Reciprocal Rank Fusion (RRF) in TopDocs
Description
Hello the community,
Hank and I just follow the discussion thread to implement the RRF function that can be used. By the way, we know that the RRF issue is under debate in solr (FYR); however, we think this new feature could still be a good one.
I'm not sure 'rrf' should be a direct method in topDocs: Reciprocal Rank Fusion is just one way of combining result sets, if in the future we want to add other algorithms having 'rrf' there may encourage to just add and add to topDocs. What about having a "combine" method there, potentially taking in input the combining strategy? Then abstract the combining strategy as an interface/abstract class and implement Reciprocal Rank Fusion as the first available strategy? That should ease the process of adding more strategies and prevent TopDocs to become too dirty in the future.

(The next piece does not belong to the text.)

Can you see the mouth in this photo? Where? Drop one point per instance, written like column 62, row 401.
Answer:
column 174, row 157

N.B. I am generally in favour of "You are Not Gonna Need It' approach, but in Lucene's instance we have many contributors and future contributors that may get involved, and doing this abstraction work when and if "a second strategy" gets implemented may not happen
I'm not worried about this. If we feel like we should expose it differently in the future, we'll do it, deprecate this function, and remove it in Lucene 11.
@harenlin I took some freedom to apply my feedback and push it to your branch. Would you like to take a look and check if it makes sense?
I plan on merging this PR soon if there are no objections.
This looks good to me. Perhaps we could mark the new static method experimental, especially if we think we are going to want to support more ways of combining topdocs soon enough. I don't have a strong opinion though, it would also be ok to introduce a more flexible way to do rrf while keeping this one around until the next major.
Thanks for taking a look. I have a bias for the latter, as I was planning on improving the docs of the oal.search package as a follow-up to provide guidance wrt how to do hybrid search by linking to this RRF helper.
I have a bias for the latter, as I was planning on improving the docs of the oal.search package as a follow-up to provide guidance wrt how to do hybrid search by linking to this RRF helper.
I opened #14310.